The Lutcher Brown Distinguished Chair in Cyber Security

Professor, Computer Science

Ravi Sandhu is the Lutcher Brown Distinguished Chair in Cyber Security, executive director and chief scientist for UTSA’s Institute for Cyber Security, and director and lead principal investigator for the NSF Center for Security and Privacy Enhanced Cloud Computing (C-SPECC).

A prolific and highly cited author, Sandhu’s research has been funded by the US National Science Foundation (NSF), NSA, NIST, DARPA, AFOSR, ONR, AFRL and private industry. His seminal papers on role-based access control established it as the dominant form of access control in practical systems. His numerous other models and mechanisms have also had considerable real-world impact. Sandhu has consulted for leading industry and government organizations, and has lectured all over the world.

He is an inventor on more than 30 security technology patents and has accumulated over 42,000 Google Scholar citations for his papers. Sandhu also served as the editor-in-chief of the IEEE Transactions on Dependable and Secure Computing, and previously as the founding editor-in-chief of ACM Transactions on Information and System Security.  
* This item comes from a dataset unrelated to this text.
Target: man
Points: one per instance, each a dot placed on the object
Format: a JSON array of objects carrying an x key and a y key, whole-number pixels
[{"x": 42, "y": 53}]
At the Institute for Cyber Security, Sandhu leads multiple teams conducting research on cyber security and privacy domains including cloud computing, internet of things, cyber-physical systems, smart communities, information sharing, data provenance and social computing, in collaboration with researchers all across the world. The goals of C-SPECC are to become nationally recognized for excellence in research and innovation in secure cloud computing, to increase participation among underrepresented minorities in high-tech computing and to pursue innovative research-based educational strategies for high school and college students. 

Sandhu has been elected as a fellow to the National Academy of Inventors. He is also a fellow of IEEE, ACM and the American Association for the Advancement of Science, and has received numerous awards from the IEEE, ACM, National Security Agency, National Institute for Standards and Technology and the International Federation for Information Processing, including the 2018 IEEE Innovation in Societal Infrastructure award for seminal work on role-based access control.

Before joining UTSA’s faculty in 2007Sandhu was on the faculty at George Mason University (1989-2007) and Ohio State University (1982-1989). He received BTech and MTech degrees from IIT Bombay and Delhi, and earned MS and PhD degrees from Rutgers University.